Zespół prowadzony przez Jarosława Freta przy okazji poprzednich przedstawień zdążył nas przyzwyczaić do kunsztu aktorskiego na najwyższym poziomie. Tak jest i tym razem. Wszechstronne umiejętności członków grupy ze szczególnym uwzględnieniem działań wokalnych i ruchowych potrafią wprawić w zachwyt niemal każdego widza. Zarówno w aktorstwie Zaru jak i w ogólnym kształcie spektakli, które tworzy, twórczo rozwijają się i dopełniają dwie tradycje, z których ten teatr wyrasta. Mówię o tradycjach Ośrodka Praktyk Teatralnych "Gardzienice" Włodzimierza Staniewskiego (rola pieśni, wyprawy i poszukiwania etnograficzne zespołu) oraz Teatru Laboratorium Jerzego Grotowskiego (aktorstwo fizyczne, zbliżanie się do teatru tańca). Fret inspirując się dwoma sławnymi poprzednikami, potrafi stwarzać zupełnie oryginalne własne wypowiedzi artystyczne.

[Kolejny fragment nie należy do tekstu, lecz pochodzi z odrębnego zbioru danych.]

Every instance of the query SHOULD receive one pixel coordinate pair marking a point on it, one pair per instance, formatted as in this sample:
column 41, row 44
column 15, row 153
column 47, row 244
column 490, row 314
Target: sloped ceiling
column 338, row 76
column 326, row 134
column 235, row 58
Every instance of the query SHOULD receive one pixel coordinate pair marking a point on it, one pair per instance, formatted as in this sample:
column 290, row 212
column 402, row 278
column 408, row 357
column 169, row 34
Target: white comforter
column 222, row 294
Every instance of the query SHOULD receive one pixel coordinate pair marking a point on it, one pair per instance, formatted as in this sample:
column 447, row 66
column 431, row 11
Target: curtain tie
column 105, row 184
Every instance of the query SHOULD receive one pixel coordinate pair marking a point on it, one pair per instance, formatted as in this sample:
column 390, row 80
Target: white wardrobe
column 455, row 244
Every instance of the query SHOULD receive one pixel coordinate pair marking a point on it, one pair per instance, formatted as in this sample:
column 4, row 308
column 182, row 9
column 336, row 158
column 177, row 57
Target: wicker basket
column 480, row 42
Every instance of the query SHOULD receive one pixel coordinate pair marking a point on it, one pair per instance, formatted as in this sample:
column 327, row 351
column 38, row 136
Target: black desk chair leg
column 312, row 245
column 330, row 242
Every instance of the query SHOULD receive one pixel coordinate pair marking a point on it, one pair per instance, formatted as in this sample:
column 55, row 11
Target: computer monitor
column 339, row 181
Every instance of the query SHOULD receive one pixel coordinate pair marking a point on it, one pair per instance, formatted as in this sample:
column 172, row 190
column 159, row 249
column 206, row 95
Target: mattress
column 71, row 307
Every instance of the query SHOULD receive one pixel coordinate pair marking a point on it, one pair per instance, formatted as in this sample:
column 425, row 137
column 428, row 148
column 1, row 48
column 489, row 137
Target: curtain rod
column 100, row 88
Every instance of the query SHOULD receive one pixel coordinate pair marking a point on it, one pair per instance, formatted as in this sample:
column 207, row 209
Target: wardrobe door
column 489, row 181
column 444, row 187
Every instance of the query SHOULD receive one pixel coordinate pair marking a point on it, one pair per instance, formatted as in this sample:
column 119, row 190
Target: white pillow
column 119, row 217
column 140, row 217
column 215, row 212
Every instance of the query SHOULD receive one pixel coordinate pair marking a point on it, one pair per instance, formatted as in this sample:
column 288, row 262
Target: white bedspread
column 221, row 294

Duży kłopot sprawia jednoznaczne ocenienie tego, czego byłem świadkiem. Pisałem o niedosycie, który pozostał po tym wydarzeniu. Sprawa jest skomplikowana, ponieważ z czysto teatralnego punktu widzenia nie można mieć do spektaklu zastrzeżeń. Zobaczyliśmy spójną strukturę, dopracowaną warsztatowo, nie dającą nam wątpliwości, że mamy do czynienia z wysokoartystycznym, wartościowym przedstawieniem. Powiodło się przemienienie doskonałego spektaklu ("Cesarskie cięcie"), który przekazywał pewne ważne idee, na inny, który miał odmienne równie ważne przesłanie narzucone przez kontekst pozostałych wydarzeń w Synagodze pod Białym Bocianem. Wszystko odbyło się przy pomocy tych samych działań teatralnych. Trudny to zabieg, wymagający umiejętnego wyczucia. Fretowi się udał. Czemu zatem odczuwam niedosyt i nie jestem do końca zadowolony? Otóż przestrzeń, która narzucona została Teatrowi ZAR osłabiła siłę oddziaływania spektaklu. W sali Apokalipsy, w której prezentowane jest "Cesarskie cięcie", forma przedstawienia jest celem do budowania duchowej więzi między aktorem i widzem. Klaustrofobiczna sala w Instytucie im. Jerzego Grotowskiego wzmaga w widzach skupienie i powoduje intensywniejsze odbieranie sensów przekazywanych przez działania aktorskie. Siedzimy blisko prezentowanych zdarzeń i przez czas trwania spektaklu współuczestniczymy w nich. Tworzymy wspólnotę. W synagodze nie było tej wspólnoty, skupienie rozpraszane było przez zbyt dużą medialność obchodów rocznicy Nocy Kryształowej. Zamiast kameralnego spektaklu, mieliśmy do czynienia z wydarzeniem, w którym brało udział zbyt wielu widzów. Podczas trwania pokazu drzwi świątyni otwierały się wielokrotnie, niektóre osoby wychodziły, inne wkraczały w przestrzeń spektaklu, tym samym naruszając jego strukturę. Filmowano i fotografowano. Sama synagoga okazała się zbyt obszerna, dźwięk tracił swoją moc, łagodniał i szybko ulegał zapomnieniu. Specyfika spektaklów Zaru w tym wypadku została przysłonięta przez szerszy kontekst.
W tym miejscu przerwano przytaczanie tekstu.